O disco foi feito em família. Foi um reencontro familiar. Eu canto uma música do Paulo Flores que é um nome incontornável da música angolana e um ídolo para mim. Ele autorizou, deu a sua bênção. Canto canções do João Pires, que é um músico lisboeta, da [brasileira) Brisa Marques, que é mineira, de Belo Horizonte. Outro convidado que veio do Brasil é o Vítor Santana que, além de ter uma voz que eu adoro, pertence a uma movida de artistas mineiros com os quais me identifico muito. O estado de Minas Gerais tem uma riqueza musical incrível. Convidei o Vítor porque achei que fazia sentido juntar a voz dele à minha naquela canção. Já cantámos juntos várias vezes. O Nástio Mosquito é um artista angolano que, além de ser meu amigo, é uma pessoa que me inspira muito. Adoro o trabalho dele como artista plástico, performer e músico. É um nome consolidado no circuito internacional das artes performativas e das artes plásticas e visuais. É um artista muito ousado e tem uma voz muito penetrante. Convidei-o para ler um texto que quis incluir no álbum. Era impossível não chamar o Toty Sa'Med. A viola do Toty é parte da minha própria história. Já nos conhecemos desde a infância quando vivíamos em Luanda… 

E o Ricardo Ribeiro...

Sim, claro. Conheci o Ricardo há pouco tempo. Quando o ouvi a cantar a 'Valsa da Libertação' fiquei tão fascinada que ganhei coragem e fui falar com ele. Disse-lhe que achava a música incrível e pedi-lhe para fazer uma versão. Ele ficou muito entusiasmado. É um poema lindíssimo, de Pedro Homem de Melo, sobre a liberdade e sobre o peso e a leveza. Outra convidada neste disco é a Suzanne Paul que toca violoncelo e é daqui, de Berlim.       

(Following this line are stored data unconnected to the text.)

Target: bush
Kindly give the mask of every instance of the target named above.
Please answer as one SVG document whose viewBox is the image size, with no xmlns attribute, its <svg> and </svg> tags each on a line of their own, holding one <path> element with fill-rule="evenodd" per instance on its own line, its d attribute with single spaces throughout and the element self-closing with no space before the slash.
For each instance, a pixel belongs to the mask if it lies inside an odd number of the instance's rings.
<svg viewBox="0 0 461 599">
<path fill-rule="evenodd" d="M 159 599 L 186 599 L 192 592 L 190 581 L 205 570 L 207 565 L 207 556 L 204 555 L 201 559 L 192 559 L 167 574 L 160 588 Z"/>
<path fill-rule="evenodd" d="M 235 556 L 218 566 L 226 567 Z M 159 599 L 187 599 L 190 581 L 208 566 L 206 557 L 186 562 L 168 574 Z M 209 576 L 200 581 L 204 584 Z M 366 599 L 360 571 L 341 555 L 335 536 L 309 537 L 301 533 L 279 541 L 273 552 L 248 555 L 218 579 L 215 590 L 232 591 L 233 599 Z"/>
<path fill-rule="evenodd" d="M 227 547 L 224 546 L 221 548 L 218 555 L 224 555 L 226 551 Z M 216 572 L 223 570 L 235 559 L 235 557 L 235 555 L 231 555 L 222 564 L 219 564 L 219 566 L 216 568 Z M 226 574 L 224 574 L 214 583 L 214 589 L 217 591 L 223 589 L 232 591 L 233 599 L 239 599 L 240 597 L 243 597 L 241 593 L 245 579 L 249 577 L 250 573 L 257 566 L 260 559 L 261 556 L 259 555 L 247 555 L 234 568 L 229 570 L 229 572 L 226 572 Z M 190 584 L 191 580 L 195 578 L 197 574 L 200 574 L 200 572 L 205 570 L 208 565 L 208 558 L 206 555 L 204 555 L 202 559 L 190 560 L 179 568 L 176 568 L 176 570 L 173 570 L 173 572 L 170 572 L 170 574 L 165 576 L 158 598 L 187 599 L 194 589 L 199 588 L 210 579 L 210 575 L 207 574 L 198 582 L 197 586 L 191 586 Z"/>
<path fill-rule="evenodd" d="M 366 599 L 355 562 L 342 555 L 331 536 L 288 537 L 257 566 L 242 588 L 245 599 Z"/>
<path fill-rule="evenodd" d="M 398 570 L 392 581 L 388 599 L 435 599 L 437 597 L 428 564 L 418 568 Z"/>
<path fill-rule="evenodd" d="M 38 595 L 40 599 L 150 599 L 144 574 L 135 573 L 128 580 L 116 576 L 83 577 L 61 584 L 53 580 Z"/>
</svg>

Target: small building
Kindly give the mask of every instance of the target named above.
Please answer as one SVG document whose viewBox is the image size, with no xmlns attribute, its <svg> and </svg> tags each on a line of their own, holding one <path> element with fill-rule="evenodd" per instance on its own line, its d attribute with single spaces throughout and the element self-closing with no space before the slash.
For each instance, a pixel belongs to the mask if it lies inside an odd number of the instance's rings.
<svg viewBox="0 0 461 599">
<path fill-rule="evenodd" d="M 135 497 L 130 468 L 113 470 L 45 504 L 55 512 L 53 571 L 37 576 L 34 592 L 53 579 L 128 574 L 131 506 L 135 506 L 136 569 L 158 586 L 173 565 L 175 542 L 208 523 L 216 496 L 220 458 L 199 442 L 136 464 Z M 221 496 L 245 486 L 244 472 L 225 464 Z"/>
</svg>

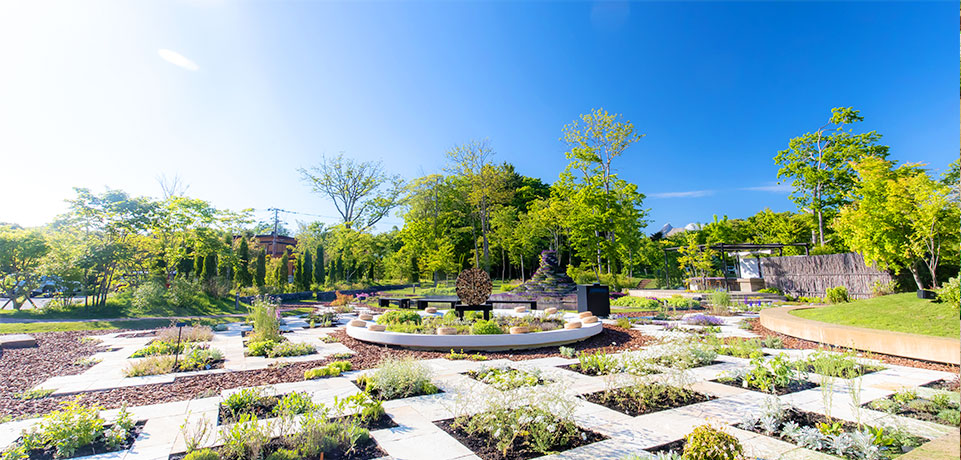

Aline Frazão vai estar em Portugal para mostrar "Uma Música Angolana". O Auditório de Espinho | Academia e o Teatro Maria Matos, em Lisboa, são os primeiros espaços a receber o espetáculo de apresentação do novo álbum. A artista angolana atua em Espinho a 26 de março. A 20 de abril, sobe ao palco da sala lisboeta. Os bilhetes estão à venda nos locais habituais. O disco será apresentado também numa digressão internacional que tem início na Alemanha, no dia 10 de março, passando depois pelos Países Baixos e pela Suíça. Mais datas serão anunciadas em breve.